Green Bonds as a Catalyst for the Green Transformation?
ResearchZEW study on the impact of green bonds
Green bonds are intended to channel capital into sustainable projects – but do they actually deliver on this promise? A new ZEW policy brief shows: when governments issue green bonds, they can use auction design to steer institutional investors towards a more sustainable orientation. Banks that offer green bonds are also increasingly granting loans with a positive climate impact. However, the positive climate effects are seen mainly among companies that are already above average in terms of sustainability.
“Green bonds certainly have the potential to generate positive environmental effects.
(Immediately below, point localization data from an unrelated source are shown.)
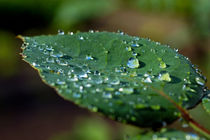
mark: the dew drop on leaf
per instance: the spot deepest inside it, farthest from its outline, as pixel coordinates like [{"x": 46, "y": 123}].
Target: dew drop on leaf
[
  {"x": 164, "y": 77},
  {"x": 133, "y": 63},
  {"x": 200, "y": 81}
]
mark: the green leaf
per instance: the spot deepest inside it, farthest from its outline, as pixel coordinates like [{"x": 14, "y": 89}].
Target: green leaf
[
  {"x": 167, "y": 135},
  {"x": 117, "y": 75},
  {"x": 206, "y": 102}
]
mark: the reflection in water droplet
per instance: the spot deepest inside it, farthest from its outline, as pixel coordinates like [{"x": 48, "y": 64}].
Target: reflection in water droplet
[
  {"x": 200, "y": 81},
  {"x": 164, "y": 77},
  {"x": 126, "y": 90},
  {"x": 133, "y": 63},
  {"x": 56, "y": 54},
  {"x": 113, "y": 80},
  {"x": 89, "y": 57},
  {"x": 128, "y": 48},
  {"x": 162, "y": 65},
  {"x": 60, "y": 82},
  {"x": 188, "y": 88},
  {"x": 107, "y": 95},
  {"x": 191, "y": 136},
  {"x": 134, "y": 45},
  {"x": 35, "y": 64},
  {"x": 77, "y": 95},
  {"x": 61, "y": 32},
  {"x": 147, "y": 80},
  {"x": 81, "y": 38}
]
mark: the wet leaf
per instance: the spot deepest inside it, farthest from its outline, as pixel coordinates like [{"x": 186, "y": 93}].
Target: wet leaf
[
  {"x": 167, "y": 135},
  {"x": 116, "y": 74},
  {"x": 206, "y": 102}
]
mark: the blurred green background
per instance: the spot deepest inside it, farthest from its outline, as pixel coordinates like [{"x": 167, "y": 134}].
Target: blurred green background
[{"x": 30, "y": 110}]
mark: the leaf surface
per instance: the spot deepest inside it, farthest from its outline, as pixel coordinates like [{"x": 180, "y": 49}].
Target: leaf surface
[
  {"x": 117, "y": 75},
  {"x": 167, "y": 135}
]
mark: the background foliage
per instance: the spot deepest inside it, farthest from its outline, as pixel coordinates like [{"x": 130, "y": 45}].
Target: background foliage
[{"x": 29, "y": 108}]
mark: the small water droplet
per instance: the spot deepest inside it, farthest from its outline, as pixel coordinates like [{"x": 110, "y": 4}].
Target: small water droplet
[
  {"x": 128, "y": 49},
  {"x": 77, "y": 95},
  {"x": 35, "y": 64},
  {"x": 89, "y": 57},
  {"x": 135, "y": 45},
  {"x": 70, "y": 33},
  {"x": 91, "y": 31},
  {"x": 188, "y": 88},
  {"x": 61, "y": 32},
  {"x": 56, "y": 54},
  {"x": 133, "y": 63},
  {"x": 81, "y": 38},
  {"x": 155, "y": 107},
  {"x": 113, "y": 80},
  {"x": 107, "y": 95},
  {"x": 164, "y": 77},
  {"x": 162, "y": 65},
  {"x": 200, "y": 81},
  {"x": 59, "y": 82},
  {"x": 126, "y": 90},
  {"x": 147, "y": 80}
]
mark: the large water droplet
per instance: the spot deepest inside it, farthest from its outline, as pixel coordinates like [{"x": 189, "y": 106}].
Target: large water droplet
[
  {"x": 107, "y": 95},
  {"x": 77, "y": 95},
  {"x": 162, "y": 65},
  {"x": 134, "y": 45},
  {"x": 89, "y": 57},
  {"x": 147, "y": 80},
  {"x": 61, "y": 32},
  {"x": 59, "y": 82},
  {"x": 128, "y": 49},
  {"x": 200, "y": 81},
  {"x": 56, "y": 54},
  {"x": 113, "y": 80},
  {"x": 126, "y": 90},
  {"x": 133, "y": 63}
]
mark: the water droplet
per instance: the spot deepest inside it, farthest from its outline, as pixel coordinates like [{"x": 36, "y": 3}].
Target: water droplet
[
  {"x": 134, "y": 45},
  {"x": 77, "y": 95},
  {"x": 49, "y": 48},
  {"x": 147, "y": 80},
  {"x": 113, "y": 80},
  {"x": 56, "y": 54},
  {"x": 70, "y": 33},
  {"x": 133, "y": 63},
  {"x": 35, "y": 64},
  {"x": 126, "y": 90},
  {"x": 74, "y": 78},
  {"x": 97, "y": 79},
  {"x": 107, "y": 95},
  {"x": 60, "y": 71},
  {"x": 61, "y": 32},
  {"x": 120, "y": 32},
  {"x": 60, "y": 82},
  {"x": 89, "y": 57},
  {"x": 191, "y": 136},
  {"x": 155, "y": 107},
  {"x": 135, "y": 54},
  {"x": 164, "y": 77},
  {"x": 200, "y": 81},
  {"x": 109, "y": 89},
  {"x": 81, "y": 38},
  {"x": 91, "y": 31},
  {"x": 128, "y": 49},
  {"x": 188, "y": 88},
  {"x": 140, "y": 106}
]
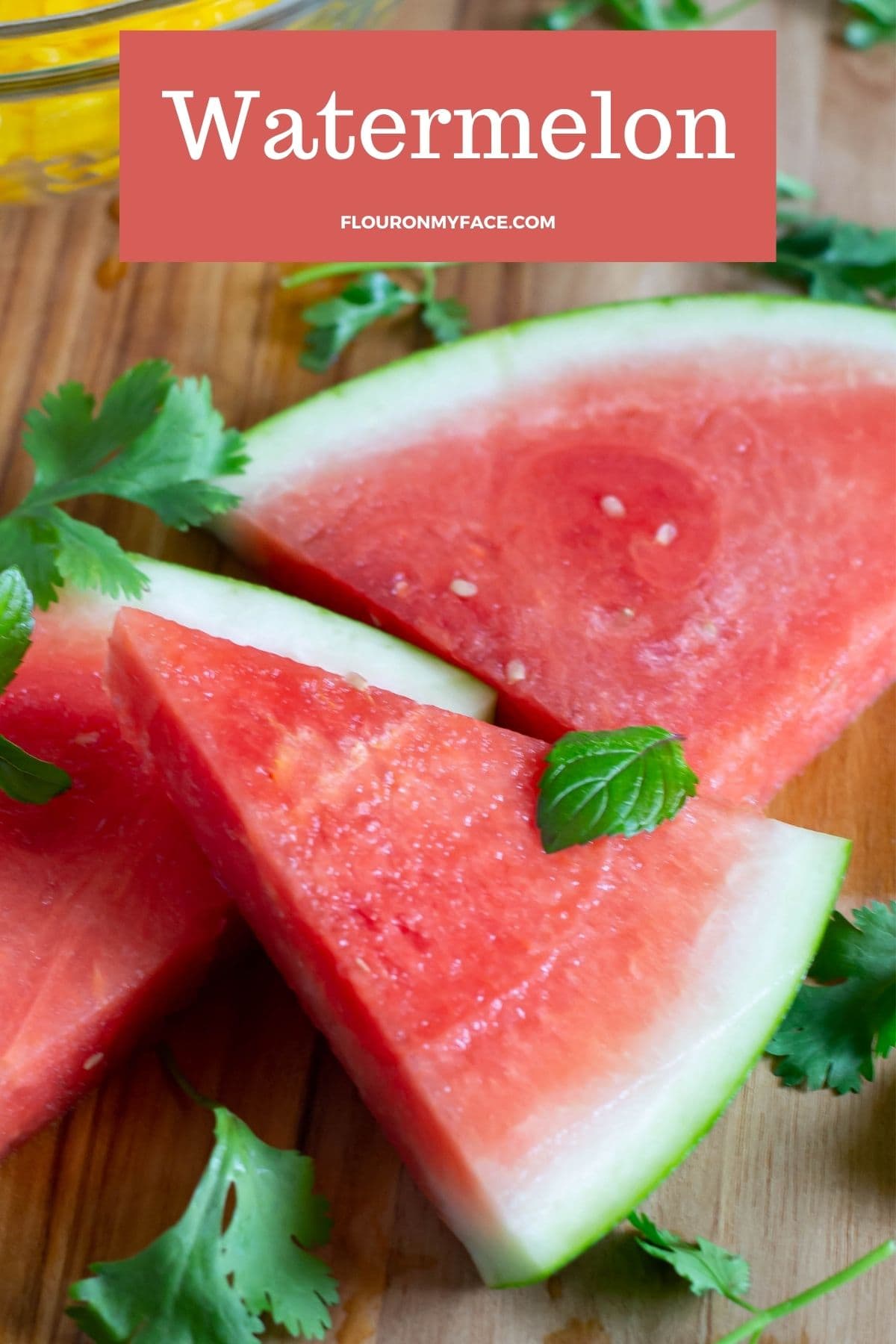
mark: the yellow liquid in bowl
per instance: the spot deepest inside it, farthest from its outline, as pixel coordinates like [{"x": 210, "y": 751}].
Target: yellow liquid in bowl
[{"x": 57, "y": 143}]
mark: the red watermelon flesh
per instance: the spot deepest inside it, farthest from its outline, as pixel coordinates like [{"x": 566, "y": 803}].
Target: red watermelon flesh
[
  {"x": 108, "y": 910},
  {"x": 541, "y": 1036},
  {"x": 109, "y": 913},
  {"x": 673, "y": 514}
]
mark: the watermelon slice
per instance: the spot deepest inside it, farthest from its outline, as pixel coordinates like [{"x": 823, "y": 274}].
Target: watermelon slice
[
  {"x": 108, "y": 910},
  {"x": 665, "y": 512},
  {"x": 543, "y": 1036}
]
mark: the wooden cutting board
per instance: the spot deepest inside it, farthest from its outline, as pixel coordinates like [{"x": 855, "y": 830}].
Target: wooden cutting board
[{"x": 800, "y": 1184}]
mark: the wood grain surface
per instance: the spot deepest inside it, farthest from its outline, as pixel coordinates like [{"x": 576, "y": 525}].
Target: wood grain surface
[{"x": 800, "y": 1184}]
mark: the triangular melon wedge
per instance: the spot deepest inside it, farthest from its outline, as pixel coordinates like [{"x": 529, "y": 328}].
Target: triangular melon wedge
[
  {"x": 672, "y": 512},
  {"x": 109, "y": 913},
  {"x": 541, "y": 1036}
]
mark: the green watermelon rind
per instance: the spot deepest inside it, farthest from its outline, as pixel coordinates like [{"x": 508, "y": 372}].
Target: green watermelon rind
[
  {"x": 188, "y": 597},
  {"x": 610, "y": 1222},
  {"x": 433, "y": 383}
]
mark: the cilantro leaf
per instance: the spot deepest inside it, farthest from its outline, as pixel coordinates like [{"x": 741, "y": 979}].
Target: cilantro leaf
[
  {"x": 445, "y": 317},
  {"x": 832, "y": 258},
  {"x": 202, "y": 1283},
  {"x": 22, "y": 776},
  {"x": 87, "y": 557},
  {"x": 16, "y": 623},
  {"x": 706, "y": 1266},
  {"x": 274, "y": 1218},
  {"x": 153, "y": 441},
  {"x": 872, "y": 22},
  {"x": 835, "y": 1031},
  {"x": 370, "y": 295},
  {"x": 337, "y": 322},
  {"x": 709, "y": 1268},
  {"x": 613, "y": 783},
  {"x": 641, "y": 15},
  {"x": 567, "y": 15}
]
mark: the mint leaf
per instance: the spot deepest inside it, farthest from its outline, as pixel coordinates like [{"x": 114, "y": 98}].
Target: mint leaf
[
  {"x": 615, "y": 783},
  {"x": 706, "y": 1266},
  {"x": 16, "y": 623},
  {"x": 833, "y": 1033},
  {"x": 202, "y": 1283},
  {"x": 153, "y": 441}
]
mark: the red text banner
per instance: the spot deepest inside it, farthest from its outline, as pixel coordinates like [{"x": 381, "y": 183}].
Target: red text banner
[{"x": 448, "y": 147}]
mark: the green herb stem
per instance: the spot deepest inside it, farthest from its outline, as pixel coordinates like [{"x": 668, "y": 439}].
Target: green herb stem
[
  {"x": 750, "y": 1330},
  {"x": 355, "y": 268},
  {"x": 167, "y": 1057},
  {"x": 729, "y": 11}
]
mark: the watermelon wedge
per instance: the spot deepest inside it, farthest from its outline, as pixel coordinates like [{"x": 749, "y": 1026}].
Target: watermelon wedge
[
  {"x": 667, "y": 512},
  {"x": 543, "y": 1036},
  {"x": 108, "y": 910}
]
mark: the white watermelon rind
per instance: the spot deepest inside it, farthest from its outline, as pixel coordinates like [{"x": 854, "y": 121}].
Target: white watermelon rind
[
  {"x": 827, "y": 900},
  {"x": 426, "y": 391},
  {"x": 249, "y": 613}
]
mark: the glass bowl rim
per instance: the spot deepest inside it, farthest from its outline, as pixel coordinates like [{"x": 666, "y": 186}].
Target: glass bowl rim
[{"x": 60, "y": 80}]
For example, by encouraging institutional investors to increase their investments in green financial products or by motivating banks to provide loans with a positive climate impact,” says Karolin Kirschenmann, deputy head of ZEW's Research Unit “Pensions and Sustainable Financial Markets”. “But to accelerate the transformation of carbon-intensive industries, financial products that create more targeted incentives, such as transition bonds or transition loans, as well as reliable long-term frameworks are needed.”
Strategic auction design increases sustainability impact
The researchers demonstrate that the design of auctions for green government bonds can create strategic incentives. Investors who commit in advance to a “greener” portfolio can secure advantages in the bidding process. The self-commitment increases their willingness to pay, meaning higher auction revenues can be achieved, which more than compensate for any costs arising from the commitment. The effect on demand for further green financial products therefore goes beyond the individual bond purchase, making institutional portfolios more sustainable overall.
For this to materialise, the auction design must make such strategic commitments visible and harness them: “In order for green bonds to play a pivotal role in the ecological transformation, governments should actively shape their design. For instance, through appropriate auction mechanisms,” Kirschenmann concludes. “These provide investors with incentives to commit to green portfolios even before the auction to gain a strategic advantage in the allocation process.”
Banks primarily finance firms that are already green
The ZEW policy brief highlights that, following the issuance of green bonds, banks significantly increase their lending to environmentally friendly companies – particularly through sustainability-linked loans to new clients. Such loans are often tied to measurable sustainability targets, which demonstrably lead to lower emissions. Interestingly, even banks that have not issued their own green bonds are also increasingly participating in these loans (“green spillovers”) once other institutions stimulate the market.
But most of the additional capital flows to companies that are already above average in terms of sustainability. For carbon-intensive firms that are facing a demanding transformation process, the effect does not materialise. Here, the researchers identify a need for action. Financial products that target the transformation process more precisely (e.g. transition bonds or transition loans), together with favourable and reliable long-term regulatory frameworks, could create incentives for private capital to be channelled directly into transformation projects.